Performance Test Tools
There are a wide variety of performance testing tools available in the market. The tool you choose for testing will depend on many factors such as types of the protocol supported, license cost, hardware requirements, platform support etc.
Below is a list of popularly used testing tools,
- LoadNinja – Is revolutionizing the way we load test. This cloud-based load testing tool empowers teams to record & instantly playback comprehensive load tests, without complex dynamic correlation & run these load tests in real browsers at scale. Teams can increase test coverage & cut load testing time by over 60%.
- WebLoad – Combines performance, scalability, and integrity as a single process for the verification of web and mobile applications.
- HP LoadRunner – Is the most popular performance testing tools on the market today. This tool is capable of simulating hundreds of thousands of users, putting applications under real-life loads to determine their behaviour under expected loads.
- LoadRunner – Features a virtual user generator that simulates the actions of live human users.

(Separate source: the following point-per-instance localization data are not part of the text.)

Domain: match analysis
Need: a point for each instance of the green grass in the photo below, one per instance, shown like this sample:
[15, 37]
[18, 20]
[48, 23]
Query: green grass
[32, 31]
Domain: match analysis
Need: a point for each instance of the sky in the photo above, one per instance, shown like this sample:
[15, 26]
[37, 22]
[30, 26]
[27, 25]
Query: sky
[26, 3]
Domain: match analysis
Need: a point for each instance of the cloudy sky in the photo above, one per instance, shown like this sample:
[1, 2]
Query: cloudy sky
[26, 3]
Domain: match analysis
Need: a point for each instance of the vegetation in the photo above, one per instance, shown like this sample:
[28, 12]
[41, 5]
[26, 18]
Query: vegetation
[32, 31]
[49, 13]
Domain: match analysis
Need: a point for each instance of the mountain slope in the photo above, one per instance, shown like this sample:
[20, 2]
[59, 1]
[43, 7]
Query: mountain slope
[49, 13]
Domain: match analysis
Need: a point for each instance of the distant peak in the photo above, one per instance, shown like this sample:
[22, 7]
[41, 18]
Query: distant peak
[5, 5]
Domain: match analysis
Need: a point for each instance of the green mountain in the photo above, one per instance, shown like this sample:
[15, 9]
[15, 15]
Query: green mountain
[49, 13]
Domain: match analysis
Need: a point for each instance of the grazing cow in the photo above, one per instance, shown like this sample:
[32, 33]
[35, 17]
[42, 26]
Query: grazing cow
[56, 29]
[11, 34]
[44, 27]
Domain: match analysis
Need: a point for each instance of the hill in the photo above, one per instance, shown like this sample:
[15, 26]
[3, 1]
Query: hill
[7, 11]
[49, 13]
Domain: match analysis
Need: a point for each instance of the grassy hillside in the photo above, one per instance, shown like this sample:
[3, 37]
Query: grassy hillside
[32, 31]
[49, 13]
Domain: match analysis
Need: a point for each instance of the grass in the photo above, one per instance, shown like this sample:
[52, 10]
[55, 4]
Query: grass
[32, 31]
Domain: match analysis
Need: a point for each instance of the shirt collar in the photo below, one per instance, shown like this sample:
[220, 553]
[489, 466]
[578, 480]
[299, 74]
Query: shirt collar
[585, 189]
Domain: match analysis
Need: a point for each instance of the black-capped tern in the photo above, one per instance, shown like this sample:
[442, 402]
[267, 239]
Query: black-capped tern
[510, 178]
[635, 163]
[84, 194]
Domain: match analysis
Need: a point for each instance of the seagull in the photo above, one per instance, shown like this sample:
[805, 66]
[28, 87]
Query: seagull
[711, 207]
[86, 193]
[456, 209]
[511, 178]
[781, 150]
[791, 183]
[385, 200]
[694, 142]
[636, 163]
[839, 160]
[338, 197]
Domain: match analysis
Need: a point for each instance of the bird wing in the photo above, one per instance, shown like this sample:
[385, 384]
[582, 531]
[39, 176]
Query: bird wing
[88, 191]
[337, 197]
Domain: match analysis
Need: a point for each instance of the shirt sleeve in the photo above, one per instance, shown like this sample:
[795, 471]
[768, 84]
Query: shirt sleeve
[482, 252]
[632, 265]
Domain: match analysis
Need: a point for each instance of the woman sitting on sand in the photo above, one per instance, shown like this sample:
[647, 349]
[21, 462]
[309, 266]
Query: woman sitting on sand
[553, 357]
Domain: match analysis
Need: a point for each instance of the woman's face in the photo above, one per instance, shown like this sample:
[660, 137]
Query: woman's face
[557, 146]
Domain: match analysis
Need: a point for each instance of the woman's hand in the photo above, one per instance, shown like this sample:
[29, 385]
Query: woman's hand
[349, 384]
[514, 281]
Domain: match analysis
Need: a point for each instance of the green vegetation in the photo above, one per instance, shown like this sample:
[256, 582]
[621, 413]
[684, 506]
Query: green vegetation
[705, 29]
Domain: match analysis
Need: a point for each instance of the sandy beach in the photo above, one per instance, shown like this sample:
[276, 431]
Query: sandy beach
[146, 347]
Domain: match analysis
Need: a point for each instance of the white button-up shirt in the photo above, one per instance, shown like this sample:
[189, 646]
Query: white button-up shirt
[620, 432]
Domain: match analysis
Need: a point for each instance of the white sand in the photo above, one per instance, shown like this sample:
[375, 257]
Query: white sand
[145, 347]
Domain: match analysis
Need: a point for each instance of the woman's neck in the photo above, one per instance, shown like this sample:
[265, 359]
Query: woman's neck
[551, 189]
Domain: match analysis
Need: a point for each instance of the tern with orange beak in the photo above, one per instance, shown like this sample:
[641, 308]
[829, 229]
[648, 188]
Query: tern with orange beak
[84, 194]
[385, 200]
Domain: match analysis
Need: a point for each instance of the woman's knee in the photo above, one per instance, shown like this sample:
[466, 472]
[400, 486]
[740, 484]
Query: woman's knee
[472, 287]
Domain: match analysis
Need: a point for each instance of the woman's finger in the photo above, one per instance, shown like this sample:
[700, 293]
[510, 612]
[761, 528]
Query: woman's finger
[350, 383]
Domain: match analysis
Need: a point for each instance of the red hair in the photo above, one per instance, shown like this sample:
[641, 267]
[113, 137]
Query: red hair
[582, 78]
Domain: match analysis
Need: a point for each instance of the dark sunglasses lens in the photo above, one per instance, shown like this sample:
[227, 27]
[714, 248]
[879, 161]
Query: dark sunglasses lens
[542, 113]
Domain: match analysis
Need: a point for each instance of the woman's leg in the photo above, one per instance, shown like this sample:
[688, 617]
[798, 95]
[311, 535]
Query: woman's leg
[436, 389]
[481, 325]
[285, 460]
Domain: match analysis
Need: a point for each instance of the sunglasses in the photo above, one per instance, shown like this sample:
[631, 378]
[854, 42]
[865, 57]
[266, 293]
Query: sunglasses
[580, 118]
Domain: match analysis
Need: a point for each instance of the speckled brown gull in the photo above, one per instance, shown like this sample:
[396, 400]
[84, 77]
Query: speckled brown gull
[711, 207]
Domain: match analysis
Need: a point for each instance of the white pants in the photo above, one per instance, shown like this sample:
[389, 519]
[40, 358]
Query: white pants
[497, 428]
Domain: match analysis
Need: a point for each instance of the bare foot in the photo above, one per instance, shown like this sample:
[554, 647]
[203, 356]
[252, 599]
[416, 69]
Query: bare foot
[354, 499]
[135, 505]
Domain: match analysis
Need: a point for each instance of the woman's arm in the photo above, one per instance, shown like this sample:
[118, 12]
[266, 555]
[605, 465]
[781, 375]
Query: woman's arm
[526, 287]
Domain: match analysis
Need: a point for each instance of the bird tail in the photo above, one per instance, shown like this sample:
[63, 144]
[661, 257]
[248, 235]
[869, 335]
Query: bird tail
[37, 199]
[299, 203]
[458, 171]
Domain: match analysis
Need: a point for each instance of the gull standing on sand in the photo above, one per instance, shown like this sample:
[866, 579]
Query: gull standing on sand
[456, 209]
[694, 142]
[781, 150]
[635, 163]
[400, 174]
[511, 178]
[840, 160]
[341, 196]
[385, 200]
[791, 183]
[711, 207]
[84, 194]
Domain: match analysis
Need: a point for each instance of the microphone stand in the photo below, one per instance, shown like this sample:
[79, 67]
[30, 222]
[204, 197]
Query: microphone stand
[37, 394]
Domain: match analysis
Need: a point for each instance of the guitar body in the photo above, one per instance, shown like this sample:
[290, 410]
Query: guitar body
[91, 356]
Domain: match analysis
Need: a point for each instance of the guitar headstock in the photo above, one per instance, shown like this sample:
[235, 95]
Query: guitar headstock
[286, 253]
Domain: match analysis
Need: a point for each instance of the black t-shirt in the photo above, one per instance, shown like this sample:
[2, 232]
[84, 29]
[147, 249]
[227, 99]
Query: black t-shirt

- Jmeter – Is an Apache performance testing tool (one of the leading tools used for load testing of web and application servers), can generate load tests on web and application services. JMeter plugins provide flexibility in load testing and cover areas such as graphs, thread groups, timers, functions and logic controllers. JMeter supports an integrated development environment (IDE) for test recording for browsers or web applications, as well as a command-line mode for load testing Java-based operating systems.